Rates Up. Pollution Up. Profit!

A pretty detailed piece in the Sun yesterday, State gives power plants a pass on pollution, presents the results of a review of MDE enforcement records (or non-enforcement records, apparently). This piece seems to be based on some good, old-fashioned shoe leather reporting:
A review of thousands of pages of emission reports for the state's seven oldest coal-fired power plants revealed numerous pollution violations over the past six years that have drawn no penalties. The newspaper examined these plants because they're the state's largest individual sources of air pollution and the only facilities subject to a new state emission-control law passed this spring.
The results: pollution from these plants up, fines down. In response to why the MDE had chosen to ignore opacity issues at the Chalk Point plant, we have this:
The MDE said it is enforcing the law, but only when appropriate.
Ladies and Gentlemen, your democracy at work! Sometimes, it is just not appropriate to stop utilities from violating pollution control laws. Whatever happened to zero tolerance? For poor people only, it seems.
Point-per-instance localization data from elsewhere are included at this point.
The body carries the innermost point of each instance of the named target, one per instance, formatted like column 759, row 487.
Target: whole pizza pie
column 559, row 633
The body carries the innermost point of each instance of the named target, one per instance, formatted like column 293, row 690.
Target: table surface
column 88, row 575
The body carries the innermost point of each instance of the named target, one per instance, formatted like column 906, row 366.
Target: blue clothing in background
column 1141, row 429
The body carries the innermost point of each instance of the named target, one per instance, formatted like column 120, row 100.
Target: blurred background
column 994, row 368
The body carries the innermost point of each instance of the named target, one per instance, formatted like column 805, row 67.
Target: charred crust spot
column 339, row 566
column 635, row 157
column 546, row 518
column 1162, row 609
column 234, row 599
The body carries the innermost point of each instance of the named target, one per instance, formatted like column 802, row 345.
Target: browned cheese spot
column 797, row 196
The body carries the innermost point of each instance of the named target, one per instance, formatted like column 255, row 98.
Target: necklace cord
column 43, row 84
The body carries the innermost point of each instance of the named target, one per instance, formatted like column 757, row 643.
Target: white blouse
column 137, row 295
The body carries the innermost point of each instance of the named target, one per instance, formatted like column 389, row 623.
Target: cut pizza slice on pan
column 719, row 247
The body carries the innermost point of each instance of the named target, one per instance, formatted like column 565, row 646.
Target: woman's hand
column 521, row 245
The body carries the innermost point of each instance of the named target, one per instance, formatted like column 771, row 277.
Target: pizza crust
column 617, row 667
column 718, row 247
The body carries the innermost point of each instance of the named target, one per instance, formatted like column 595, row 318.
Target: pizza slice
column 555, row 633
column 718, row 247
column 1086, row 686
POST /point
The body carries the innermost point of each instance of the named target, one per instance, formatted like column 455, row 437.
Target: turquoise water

MDE did find it appropriate to give the Sun some industry friendly codewords to print:
Tad Aburn, a 22-year veteran of the MDE's air division who has worked in both administrations and was recently named director, said in a written statement that his agency is doing more than ever to clean up the air but "strives to achieve a fair and balanced enforcement approach."
Fair and balanced. Fair and balanced. Where have I heard that before? Oh yes, these Jokers. This part of MDE's response was also a bit humorous:
Julie Oberg, spokeswoman for the agency, said officials declined to be interviewed by The Sun in part because officials were "not 100 percent happy" with the newspaper's coverage. The newspaper reported in December that the department had worked closely with Constellation Energy last year to kill a pollution-control bill that would have cost the power company hundreds of millions of dollars.
MDE contends that overall pollution is down in Maryland, but only a drop in ozone was specifically mentioned. I don't have the environmental expertise to evaluate whether that is true, and whether it could be attributed to action by MDE even if true. I did find this chart, showing that pollution levels had been dropping before the Ehrlich Administration took over. Also, we're talking about pollution from Maryland's power plants, which are very significant polluters:
Nationwide, 700 premature deaths, 30,000 asthma attacks and 400 pediatric emergency room visits each year are linked to current pollution from six Maryland power plants, according to a new study released [in February 2006] by the Maryland Nurses Association (MNA). Conducted by Dr. Jonathan Levy, assistant professor of environmental health and risk assessment, Harvard School of Public Health, the study looks at the impact of particulate matter and gases that contribute to fine particle pollution from the Chalk Point, Dickerson, Morgantown, C.P. Crane, Brandon Shores, and H.A. Wagner power plants.
Link here, and similar results from 2004:
Pollution from power plants causes 631 hospital admissions, 1,014 non-fatal heart attacks, and 697 premature deaths each year in Maryland, according to a new Clear the Air report released today by the Maryland Public Interest Research Group (MaryPIRG) and Clean Water Action. The study also noted that Baltimore ranks ninth nationally among major cities for annual adverse health impacts from power plant pollution.
Hopefully, pollution from these plants will go down in the future as a result of new equipment that must be installed, but that isn't any result of MDE action - that would be a benefit of the emissions bill that was enacted last Session despite Ehrlich's opposition. If MDE decides to enforce the bill, of course. It might not be appropriate, you know.

1 Comments:

Blogger OnBackground said...

the whole "balance" thing is a way to move away from strict enforcement. the bush admin. generally says stuff about how they want to move away from an adversarial approach to partnerships and voluntary programs. this is more of the same.